Chapter Three: The Hollow Between the Notes
Part One – "Shards in the Pulse"
Date: Maelis 26, Year 204 PCR
Location: Cradle of Aegir – Resonant Training Hollow
Time: Morning
The glyph had stopped burning.
But it hadn't gone quiet.
Zephryn woke to the hum still ringing beneath his skin—like a whisper caught between sleep and memory, threading between bone and breath.
He sat up slowly.
Selka was already gone. Her bedding neatly folded.
Kaelen's boots thudded against the far stairwell.
Yolti sat on the balcony, watching the rising Veilmist curl above the training hollow like it was waiting for something.
Maybe it was.
Buta stood alone in the hollow, smoke curling from his mouth, coat half-buttoned and gaze locked on a Veilmark tablet embedded in the center stone.
The glyphs on it were fractured—not broken, but disrupted. Almost rewritten.
Zephryn joined him quietly.
Buta didn't look at him.
"The glyph isn't sick," he said.
"It's remembering too fast."
Zephryn stared at his own arm.
The mark was calm. Sleeping, almost.
"What does that mean?"
"It means it was bound by silence, not death. And now it's waking itself up."
Selka entered next, nodding once without speaking.
Yolti and Kaelen followed, both already laced in their pulse-bind gear.
Today wasn't rest. Today was instruction.

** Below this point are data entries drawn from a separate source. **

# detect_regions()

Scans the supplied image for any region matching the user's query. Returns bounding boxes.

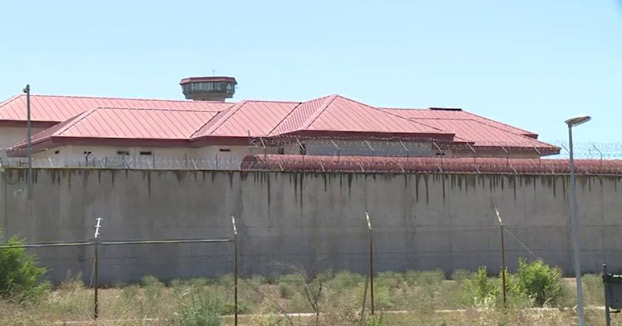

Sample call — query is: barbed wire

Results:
[0,136,622,174]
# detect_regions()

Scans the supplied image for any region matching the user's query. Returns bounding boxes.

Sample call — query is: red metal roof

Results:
[384,109,559,151]
[193,101,299,139]
[383,108,538,138]
[20,107,217,147]
[241,155,622,175]
[272,95,453,138]
[179,76,238,85]
[0,94,233,124]
[0,94,559,154]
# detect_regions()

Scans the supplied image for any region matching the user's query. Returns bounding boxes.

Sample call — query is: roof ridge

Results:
[268,102,303,136]
[199,100,248,136]
[462,109,538,139]
[94,106,225,113]
[298,94,339,130]
[0,94,24,107]
[372,107,456,138]
[244,100,301,103]
[188,109,228,140]
[22,94,237,104]
[56,107,100,138]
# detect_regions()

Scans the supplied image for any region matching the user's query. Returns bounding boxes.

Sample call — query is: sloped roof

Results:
[0,95,559,154]
[0,94,233,123]
[192,101,299,139]
[271,95,453,137]
[14,107,217,147]
[383,109,550,147]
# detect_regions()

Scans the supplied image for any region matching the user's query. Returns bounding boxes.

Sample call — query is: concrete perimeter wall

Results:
[0,169,622,283]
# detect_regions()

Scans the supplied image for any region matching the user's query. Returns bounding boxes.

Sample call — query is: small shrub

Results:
[179,297,222,326]
[58,273,84,293]
[328,271,365,291]
[374,272,404,289]
[279,283,294,299]
[516,259,562,306]
[581,274,605,306]
[451,269,474,283]
[404,269,445,285]
[366,315,383,326]
[140,275,164,287]
[0,234,50,301]
[464,266,500,307]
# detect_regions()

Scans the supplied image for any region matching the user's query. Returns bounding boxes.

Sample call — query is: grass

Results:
[0,271,622,326]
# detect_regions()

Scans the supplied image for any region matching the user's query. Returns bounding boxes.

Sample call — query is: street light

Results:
[566,115,592,326]
[24,84,32,199]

But it wasn't going to be like before.
Because this was when Buta stopped holding back.
He stepped onto the central ring.
"You've been calling them Veilmarks.
Because that's what the Doctrine taught you."
He snapped his fingers. Glyphlight spun behind him, forming an elemental wheel—twelve points, each flickering with a different pulse:
Flame Stone Wind Ice Storm Light Shade Toxin Mind Echo Beast Song
"These aren't just elements.
They're Essence Forms.
Every Resonant channels one.
But only the worthy anchor it."
Kaelen raised an eyebrow. "Anchor it how?"
Buta turned to him.
"Through what the Choir calls Veilmark Harmony.
Not everyone gets it. Not everyone survives it."
He nodded toward Yolti.
"Some of you were born with a pulse already tuned. That's why your marks respond quicker."
"Others," his eyes flicked to Kaelen and Zephryn,
"have something broken beneath the surface.
When that crack lines up with a forgotten song?"
He pointed at Zephryn's arm.
"You get that."
Yolti whispered, "But we don't even know what it does."
"That's because it's not an element," Buta said.
"It's a fracture class.
There's no spellbook for that. No training."
He looked at Zephryn again.
"That's what Solara meant when she wrote, 'His song is not to be taught. Only remembered.'"
Silence.
And then, from the far corridor—
Footsteps.
Not a warning.
Not a rush.
Just presence.
Amo Sancho stepped into the light, cloak pulled, sword sheathed.
"If you're going to show them the path," he muttered,
"you might as well show them the monsters waiting along it."
He stepped into the circle. Buta didn't stop him.
Sancho raised his arm—his glyph flared.
Not a symbol.
A pulse.
Shaped like a howl made of memory.
Selka's hand moved to her blade.
Yolti gasped.
Kaelen took a step back.
Zephryn just stared.
Sancho wasn't summoning energy.
He was singing with it.
"What you hold," Sancho said, "isn't a weapon."
He looked at Zephryn.
"It's a verse from a song they tried to erase."